A Minnesota Senator's bill to fight sex trafficking may finally have broken free from the political logjam that's kept it in limbo on Capitol Hill for more than a month.
The impasse has also delayed the confirmation of a new U.S. Attorney General and caused "weeks of grief" for Minnesota Democrat Amy Klobuchar, according to Politico.
The bill that Klobuchar co-authored was thought to be non-controversial – until an anti-abortion provision that Klobuchar and fellow Democrats had failed to notice came to light.

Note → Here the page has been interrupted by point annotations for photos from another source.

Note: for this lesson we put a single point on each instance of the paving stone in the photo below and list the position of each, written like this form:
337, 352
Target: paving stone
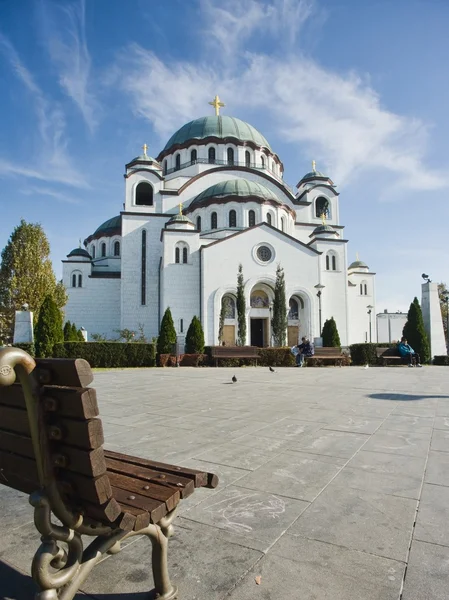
251, 514
437, 470
202, 571
427, 574
292, 475
298, 568
432, 523
331, 443
399, 442
361, 520
355, 424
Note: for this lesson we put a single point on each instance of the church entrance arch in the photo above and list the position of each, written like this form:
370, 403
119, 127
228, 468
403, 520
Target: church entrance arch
261, 300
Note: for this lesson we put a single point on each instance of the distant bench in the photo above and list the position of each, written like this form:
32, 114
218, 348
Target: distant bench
218, 352
328, 356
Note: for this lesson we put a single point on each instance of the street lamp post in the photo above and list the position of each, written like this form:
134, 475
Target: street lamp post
319, 287
370, 308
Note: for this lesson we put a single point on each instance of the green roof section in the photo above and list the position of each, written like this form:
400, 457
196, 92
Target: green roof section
221, 126
109, 227
243, 188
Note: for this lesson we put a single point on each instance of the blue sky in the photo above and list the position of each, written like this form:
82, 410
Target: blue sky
361, 87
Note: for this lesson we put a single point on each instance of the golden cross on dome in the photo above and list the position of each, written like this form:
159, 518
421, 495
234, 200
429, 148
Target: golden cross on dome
217, 104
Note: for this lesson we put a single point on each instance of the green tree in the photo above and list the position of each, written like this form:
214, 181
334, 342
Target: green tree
26, 274
415, 333
241, 309
167, 334
195, 337
48, 330
68, 332
279, 320
330, 336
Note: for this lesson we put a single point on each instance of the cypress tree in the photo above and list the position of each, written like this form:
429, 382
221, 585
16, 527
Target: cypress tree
415, 333
48, 330
279, 320
167, 334
241, 309
330, 336
195, 337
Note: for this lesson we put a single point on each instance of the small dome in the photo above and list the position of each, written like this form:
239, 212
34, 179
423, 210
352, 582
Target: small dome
79, 252
243, 188
217, 126
110, 227
358, 264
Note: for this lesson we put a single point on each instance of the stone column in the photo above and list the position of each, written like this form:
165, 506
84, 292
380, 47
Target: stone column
433, 322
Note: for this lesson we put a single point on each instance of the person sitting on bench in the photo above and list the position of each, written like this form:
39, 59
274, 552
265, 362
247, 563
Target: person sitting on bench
305, 349
406, 351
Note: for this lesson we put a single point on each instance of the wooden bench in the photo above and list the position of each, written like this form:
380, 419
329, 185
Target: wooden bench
218, 352
51, 447
325, 356
390, 356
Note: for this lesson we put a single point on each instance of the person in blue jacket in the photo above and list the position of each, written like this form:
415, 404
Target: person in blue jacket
406, 351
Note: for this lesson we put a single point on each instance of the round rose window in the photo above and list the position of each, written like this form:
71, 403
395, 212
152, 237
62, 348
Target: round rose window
264, 253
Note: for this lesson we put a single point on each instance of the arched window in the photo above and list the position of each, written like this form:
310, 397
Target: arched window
144, 194
321, 206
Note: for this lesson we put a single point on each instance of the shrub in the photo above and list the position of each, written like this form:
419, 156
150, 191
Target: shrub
441, 360
108, 354
330, 336
195, 337
167, 334
48, 330
415, 333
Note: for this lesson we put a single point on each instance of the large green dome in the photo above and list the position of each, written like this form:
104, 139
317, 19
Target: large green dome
217, 126
236, 187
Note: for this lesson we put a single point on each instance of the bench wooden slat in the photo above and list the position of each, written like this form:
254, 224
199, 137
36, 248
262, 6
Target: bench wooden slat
143, 474
160, 493
156, 509
77, 403
200, 478
63, 371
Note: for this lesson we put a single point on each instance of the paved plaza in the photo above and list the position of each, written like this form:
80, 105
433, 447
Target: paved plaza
334, 484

Democrats refused to bring the bill up for a vote as long as it contained the abortion language. Republicans, in turn, refused to hold a confirmation vote on Attorney General nominee Loretta Lynch.
Politico says the episode has caused some bickering among Senate Democrats and suggests Klobuchar is as relieved as anyone to put it in the rear view mirror.
What was controversial?
The bill is called the Justice for Victims of Trafficking Act.
It would allow federal authorities to seize the assets of convicted sex traffickers and then use that money to set up a fund to help their victims.
The snag developed when Klobuchar belatedly realized language in the bill would prohibit using the fund to cover the cost of an abortion for a sex trafficking victim.
Klobuchar told CNN the breakthrough came while she was driving through western Minnesota cornfields on her way to an appearance in Moorhead during the Senate's spring recess. She thought of dividing the fund into two parts – one for medical assistance, the other for non-medical expenses – and pulled over to phone her Senate colleagues and run the idea past them.
However, Forum News Service points out that even the medical assistance fund will still be subject to the ban on abortion funding.
But as the New York Times notes, Lynch's nomination has now languished in the Senate for five months. And with the anti-trafficking bill also stuck in neutral, there was plenty of eagerness for a deal.
Klobuchar issued a statement hailing the agreement and spoke in support of it on the Senate floor.